A beautiful debut from a late-discovered master songwriter and country music craftsman.
I’ve never been a big fan of authenticity arguments. You know, the ones where people debate over whether, for instance, Gillian Welch deserves to play the music she does because she didn’t grow up poor and on a dust bowl farm. To me, the truth is in the sound. The life the artist lived on the way to creating that sound is sometimes relevant, sometimes not. Whether or not the members of Crooked Jades are conservatory-trained musicians doesn’t change the fact when they play a dust bowl ballad, I can taste the dirt. All that said, I can think of no other way to introduce a review of this beautiful record than to play the authenticity card.
Doug Seegers doesn’t just sing about the hobo life, he has lived it for four decades, squatting in abandoned buildings in Manhattan, sleeping under bridges in Austin and Nashville, hopping trains to another town where the promise of pocket change dropped into his guitar case seemed better. In the 1970s, while performing under the moniker “Duke the Drifter", he formed a short-lived band with Buddy Miller, early in his path to becoming a widely respected songwriter, performer, session player, and producer. Conversely, Seegers’ ensuing decades found him mostly adrift, performing on the streets and battling personal demons and assorted addictions while living on the edge of homelessness.
By the turn of this decade, Seeger realized he was running out of time and opportunity to fulfill his dreams of success, so he committed himself to his faith and to sobriety, in the process discovering West Nashville’s Little Pantry That Could, which hosted a weekly singer/songwriter night. It was there that Swedish music star Jill Johnson heard him and committed to recording him. The subsequent recordings of “Angie’s Song” and “Going Down to the River” made Seegers a surprise star in an unlikely place, Scandinavia.
Those two songs open Going Down to the River and they quickly establish this record as something special. “Angie’s Song” describes an imprisoned former girlfriend on whose behalf Seegers offers a growing string of pleas for safety and salvation, culminating with “Let me be the one who cries like a baby when you finally see the light.” Seegers wears his faith and his heart on his sleeve in these songs, and he pushes his worn, emotive voice to its sweetly cracking limits of shouted sincerity. “I’m going down to the river / gonna wash my soul again," he sings on the title cut, “I’ve been running with the devil / and I know that he is not my friend.”
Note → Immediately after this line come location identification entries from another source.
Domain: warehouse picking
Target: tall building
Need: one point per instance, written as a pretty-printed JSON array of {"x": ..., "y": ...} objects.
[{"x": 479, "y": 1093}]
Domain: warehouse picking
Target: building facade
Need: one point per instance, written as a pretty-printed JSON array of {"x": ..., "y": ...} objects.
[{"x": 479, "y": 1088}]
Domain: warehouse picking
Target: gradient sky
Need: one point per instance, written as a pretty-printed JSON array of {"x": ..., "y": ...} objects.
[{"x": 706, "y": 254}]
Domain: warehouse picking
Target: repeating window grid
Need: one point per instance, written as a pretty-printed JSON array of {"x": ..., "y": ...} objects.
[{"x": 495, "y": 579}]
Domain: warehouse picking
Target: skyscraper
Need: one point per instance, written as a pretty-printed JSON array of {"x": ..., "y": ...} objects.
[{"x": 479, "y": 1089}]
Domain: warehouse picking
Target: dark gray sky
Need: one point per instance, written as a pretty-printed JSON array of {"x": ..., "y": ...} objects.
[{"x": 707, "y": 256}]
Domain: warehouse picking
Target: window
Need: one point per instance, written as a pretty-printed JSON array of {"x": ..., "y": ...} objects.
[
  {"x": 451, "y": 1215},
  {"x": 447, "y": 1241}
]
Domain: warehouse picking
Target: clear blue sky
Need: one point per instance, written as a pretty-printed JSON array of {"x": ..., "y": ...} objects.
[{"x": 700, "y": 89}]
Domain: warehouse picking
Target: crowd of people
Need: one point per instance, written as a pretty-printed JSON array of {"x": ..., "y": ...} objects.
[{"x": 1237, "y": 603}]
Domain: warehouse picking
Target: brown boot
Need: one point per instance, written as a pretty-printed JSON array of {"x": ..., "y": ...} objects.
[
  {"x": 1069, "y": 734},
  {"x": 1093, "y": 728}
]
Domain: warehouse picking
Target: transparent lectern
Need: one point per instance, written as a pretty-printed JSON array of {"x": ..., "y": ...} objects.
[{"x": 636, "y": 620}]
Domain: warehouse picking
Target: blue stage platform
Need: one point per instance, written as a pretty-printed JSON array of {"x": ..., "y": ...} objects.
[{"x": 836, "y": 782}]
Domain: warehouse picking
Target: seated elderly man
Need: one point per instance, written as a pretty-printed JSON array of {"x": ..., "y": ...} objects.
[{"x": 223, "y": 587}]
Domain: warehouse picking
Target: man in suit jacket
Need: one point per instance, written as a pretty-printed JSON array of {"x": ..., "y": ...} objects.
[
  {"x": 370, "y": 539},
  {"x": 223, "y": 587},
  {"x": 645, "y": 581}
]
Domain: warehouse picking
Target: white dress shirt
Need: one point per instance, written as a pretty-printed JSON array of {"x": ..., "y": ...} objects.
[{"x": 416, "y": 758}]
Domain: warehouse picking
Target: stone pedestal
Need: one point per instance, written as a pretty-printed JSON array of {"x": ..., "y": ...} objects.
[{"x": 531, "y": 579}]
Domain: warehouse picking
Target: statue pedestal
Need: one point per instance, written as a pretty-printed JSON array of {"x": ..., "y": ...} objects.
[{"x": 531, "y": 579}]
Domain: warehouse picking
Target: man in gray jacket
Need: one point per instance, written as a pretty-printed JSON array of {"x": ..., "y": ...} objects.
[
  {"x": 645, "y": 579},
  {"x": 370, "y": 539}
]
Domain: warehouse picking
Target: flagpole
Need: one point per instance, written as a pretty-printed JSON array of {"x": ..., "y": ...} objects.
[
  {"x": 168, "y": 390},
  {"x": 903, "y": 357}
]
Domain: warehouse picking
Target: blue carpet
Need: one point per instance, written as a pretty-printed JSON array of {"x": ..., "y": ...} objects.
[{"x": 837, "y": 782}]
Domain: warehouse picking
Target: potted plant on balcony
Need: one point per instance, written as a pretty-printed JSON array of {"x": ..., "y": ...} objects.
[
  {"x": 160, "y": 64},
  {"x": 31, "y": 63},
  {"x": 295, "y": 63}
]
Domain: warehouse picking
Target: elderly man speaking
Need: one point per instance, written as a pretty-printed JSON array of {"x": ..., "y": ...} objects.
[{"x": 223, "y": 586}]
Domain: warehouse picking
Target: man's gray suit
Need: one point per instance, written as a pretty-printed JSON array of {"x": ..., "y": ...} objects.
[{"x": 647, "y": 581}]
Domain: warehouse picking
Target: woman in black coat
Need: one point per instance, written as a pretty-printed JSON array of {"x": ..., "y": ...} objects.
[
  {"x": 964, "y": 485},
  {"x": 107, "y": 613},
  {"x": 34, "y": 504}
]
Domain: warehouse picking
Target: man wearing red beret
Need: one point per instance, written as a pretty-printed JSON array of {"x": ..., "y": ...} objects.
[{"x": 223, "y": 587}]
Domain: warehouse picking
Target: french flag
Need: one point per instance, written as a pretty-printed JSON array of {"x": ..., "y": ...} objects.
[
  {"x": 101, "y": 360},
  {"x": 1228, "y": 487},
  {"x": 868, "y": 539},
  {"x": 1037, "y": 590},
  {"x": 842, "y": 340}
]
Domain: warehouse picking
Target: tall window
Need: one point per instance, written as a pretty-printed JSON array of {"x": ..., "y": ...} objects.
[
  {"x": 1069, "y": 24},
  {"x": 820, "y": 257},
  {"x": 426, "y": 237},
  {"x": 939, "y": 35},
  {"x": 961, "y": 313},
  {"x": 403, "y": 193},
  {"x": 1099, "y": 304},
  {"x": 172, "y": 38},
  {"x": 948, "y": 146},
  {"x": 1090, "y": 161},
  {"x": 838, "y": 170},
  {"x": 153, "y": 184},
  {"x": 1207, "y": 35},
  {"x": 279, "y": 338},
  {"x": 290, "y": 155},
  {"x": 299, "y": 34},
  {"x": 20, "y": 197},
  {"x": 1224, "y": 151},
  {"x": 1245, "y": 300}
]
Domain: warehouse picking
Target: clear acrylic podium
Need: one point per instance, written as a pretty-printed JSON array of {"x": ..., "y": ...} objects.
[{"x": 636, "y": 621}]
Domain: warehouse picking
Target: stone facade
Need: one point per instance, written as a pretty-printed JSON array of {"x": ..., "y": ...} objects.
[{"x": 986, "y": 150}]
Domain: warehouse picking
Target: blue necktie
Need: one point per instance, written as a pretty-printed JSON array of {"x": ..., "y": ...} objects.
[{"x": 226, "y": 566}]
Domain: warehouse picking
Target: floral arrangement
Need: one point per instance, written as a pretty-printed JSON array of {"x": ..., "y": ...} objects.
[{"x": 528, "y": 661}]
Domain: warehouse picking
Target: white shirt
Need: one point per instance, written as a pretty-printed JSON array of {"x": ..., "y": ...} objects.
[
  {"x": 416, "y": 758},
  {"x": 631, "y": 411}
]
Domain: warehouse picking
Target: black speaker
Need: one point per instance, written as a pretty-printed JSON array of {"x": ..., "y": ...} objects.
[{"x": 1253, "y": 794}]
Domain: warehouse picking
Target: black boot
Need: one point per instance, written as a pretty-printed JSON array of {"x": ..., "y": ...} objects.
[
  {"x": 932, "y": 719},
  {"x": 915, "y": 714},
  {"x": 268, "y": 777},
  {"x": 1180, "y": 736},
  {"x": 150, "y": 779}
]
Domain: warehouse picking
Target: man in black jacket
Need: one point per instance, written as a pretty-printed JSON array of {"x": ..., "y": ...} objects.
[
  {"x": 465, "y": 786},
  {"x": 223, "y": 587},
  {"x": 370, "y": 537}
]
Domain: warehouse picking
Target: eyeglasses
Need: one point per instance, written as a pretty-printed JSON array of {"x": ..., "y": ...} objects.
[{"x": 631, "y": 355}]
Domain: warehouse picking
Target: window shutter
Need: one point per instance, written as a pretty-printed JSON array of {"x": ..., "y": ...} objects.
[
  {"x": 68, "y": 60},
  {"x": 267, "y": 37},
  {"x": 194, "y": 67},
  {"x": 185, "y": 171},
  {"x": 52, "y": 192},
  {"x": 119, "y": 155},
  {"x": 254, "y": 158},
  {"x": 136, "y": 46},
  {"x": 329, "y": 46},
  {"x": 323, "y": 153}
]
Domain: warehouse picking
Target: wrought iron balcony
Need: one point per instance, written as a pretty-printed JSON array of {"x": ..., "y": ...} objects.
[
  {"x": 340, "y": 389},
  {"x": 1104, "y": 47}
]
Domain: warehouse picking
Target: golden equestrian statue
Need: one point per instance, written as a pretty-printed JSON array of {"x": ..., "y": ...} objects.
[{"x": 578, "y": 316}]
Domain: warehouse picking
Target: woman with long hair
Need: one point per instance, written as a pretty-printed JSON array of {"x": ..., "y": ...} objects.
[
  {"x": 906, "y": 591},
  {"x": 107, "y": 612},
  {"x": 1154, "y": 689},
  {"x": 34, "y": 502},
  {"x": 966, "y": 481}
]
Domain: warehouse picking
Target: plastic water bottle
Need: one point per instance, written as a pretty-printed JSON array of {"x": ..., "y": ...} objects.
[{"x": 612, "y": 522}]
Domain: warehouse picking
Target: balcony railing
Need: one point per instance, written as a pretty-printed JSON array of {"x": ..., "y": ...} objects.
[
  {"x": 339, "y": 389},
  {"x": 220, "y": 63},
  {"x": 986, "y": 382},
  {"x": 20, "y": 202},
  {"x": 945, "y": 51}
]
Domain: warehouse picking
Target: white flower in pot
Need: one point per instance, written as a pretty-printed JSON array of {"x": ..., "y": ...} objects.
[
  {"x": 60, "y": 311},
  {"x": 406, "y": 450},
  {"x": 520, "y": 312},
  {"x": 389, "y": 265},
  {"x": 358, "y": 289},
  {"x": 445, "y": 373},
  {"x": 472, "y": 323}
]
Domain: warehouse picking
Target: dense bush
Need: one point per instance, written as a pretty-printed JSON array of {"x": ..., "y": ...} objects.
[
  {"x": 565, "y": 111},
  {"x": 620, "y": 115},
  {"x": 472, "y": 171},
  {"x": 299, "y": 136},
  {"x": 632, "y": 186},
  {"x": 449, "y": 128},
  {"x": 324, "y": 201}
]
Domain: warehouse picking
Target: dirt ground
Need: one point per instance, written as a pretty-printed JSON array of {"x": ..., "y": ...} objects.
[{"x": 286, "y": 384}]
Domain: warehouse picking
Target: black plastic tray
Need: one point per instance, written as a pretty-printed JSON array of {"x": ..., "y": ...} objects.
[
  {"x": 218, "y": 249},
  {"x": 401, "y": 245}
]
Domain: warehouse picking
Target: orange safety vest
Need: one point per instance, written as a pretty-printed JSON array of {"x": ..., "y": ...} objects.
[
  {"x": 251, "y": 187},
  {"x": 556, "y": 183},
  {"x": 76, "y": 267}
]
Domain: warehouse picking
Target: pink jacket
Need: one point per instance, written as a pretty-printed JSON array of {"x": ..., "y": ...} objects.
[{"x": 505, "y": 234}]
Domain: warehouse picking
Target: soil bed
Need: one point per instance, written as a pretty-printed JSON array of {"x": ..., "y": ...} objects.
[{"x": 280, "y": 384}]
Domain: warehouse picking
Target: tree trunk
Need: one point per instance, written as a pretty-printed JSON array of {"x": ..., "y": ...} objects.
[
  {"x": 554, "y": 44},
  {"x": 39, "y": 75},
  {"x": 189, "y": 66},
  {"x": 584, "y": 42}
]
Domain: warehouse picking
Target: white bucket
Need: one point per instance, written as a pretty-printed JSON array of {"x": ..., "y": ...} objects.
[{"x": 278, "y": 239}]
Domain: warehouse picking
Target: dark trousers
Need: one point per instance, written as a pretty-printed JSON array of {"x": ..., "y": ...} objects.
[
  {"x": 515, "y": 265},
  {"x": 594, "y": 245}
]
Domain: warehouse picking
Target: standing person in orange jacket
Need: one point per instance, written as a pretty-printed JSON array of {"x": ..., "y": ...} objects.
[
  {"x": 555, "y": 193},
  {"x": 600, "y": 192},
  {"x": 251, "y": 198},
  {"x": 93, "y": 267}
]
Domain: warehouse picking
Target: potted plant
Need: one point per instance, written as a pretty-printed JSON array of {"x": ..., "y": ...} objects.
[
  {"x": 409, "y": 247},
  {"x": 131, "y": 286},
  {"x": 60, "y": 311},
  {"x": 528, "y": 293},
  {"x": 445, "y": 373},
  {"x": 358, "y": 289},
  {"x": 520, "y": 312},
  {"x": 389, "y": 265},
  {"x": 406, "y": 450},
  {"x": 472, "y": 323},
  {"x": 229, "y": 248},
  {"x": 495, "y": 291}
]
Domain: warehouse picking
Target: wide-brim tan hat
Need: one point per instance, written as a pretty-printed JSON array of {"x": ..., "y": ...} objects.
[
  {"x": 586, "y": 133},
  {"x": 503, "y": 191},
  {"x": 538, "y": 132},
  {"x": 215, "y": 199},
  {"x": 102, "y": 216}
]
Miller, reunited with his old friend on this album, describes Seegers as “part Hank Williams, part Hank Snow, part Gram Parsons". To Miller’s list, I’d add Randy Newman, and not just for some vocal similarities but in particular, Seegers shares Newman’s dry wit and uncanny eye for detail in his songwriting. The raucous, wonderful “Burning a Hole in My Pocket” is a good example, evoking Newman’s “You Can Leave Your Hat On” with its country blues stomp, perfectly-timed, driving horn fills, and the most joyfully libidinous use of the term “jellyroll” in, probably, 70 years. Seegers sings with glee about blowing all of his hard-earned dollars to win the affection of his paramour-of-the-moment as she dances naked across the floor, even boasting that he would “kill a mountain lion and wrestle every bear / just to lie next to you in your underwear.” Seegers even makes good on Miller’s comparison, joining his old friend for a cover of Hank Williams’ “There’ll Be No Teardrops Tonight” and, on another of the album’s highlights, duets with Emmylou Harris to make Gram Parsons’ “She” his own.
Producer Will Kimbrough surrounds Seegers with a collection of crack Nashville players, himself supplying guitar and mandolin accompaniment throughout. Lap steel legend, and Parsons accompanist, Al Perkins’ distinctive dobro and pedal steel notes weave into the foundations of most songs here, while Phil Medeira, of Harris’ Red Dirt Boys band, multi-tasks on piano and assorted guitars. Bryan Owings, drummer on numerous Buddy Miller projects, glides from honky tonk bounce to a bottom-of-the-bottle trundle, and Barbara Lamb shines on violin while providing, as well, a rocking banjo for “She’s in a Rock and Roll Band", a parent’s lament for a “little piece of heaven headed straight to hell".
Seegers harkens back to the classic country of old while establishing his own unique voice and vision. When Seegers howls, mimicking a train whistle in “Gotta Catch that Train”, he evokes the blue yodels of Jimmie Rodgers. One can hear echoes of Porter Wagoner in “Pour Me", where the singer sits forlornly at the bar while his ex sways across the dance floor with her new beau, “Lucky him, lovely her, pour me.” A less nuanced songwriter would probably reach for the “lucky-lovely-lonely” progression (those Nashville Music Machine songwriters are suckers for alliteration), but Seegers’ choice of the simple, brilliant pun amplifies both his narrator’s state of mind and his means of coping. That’s smart songwriting, and, start to finish, this is one of the best country releases you will hear this year.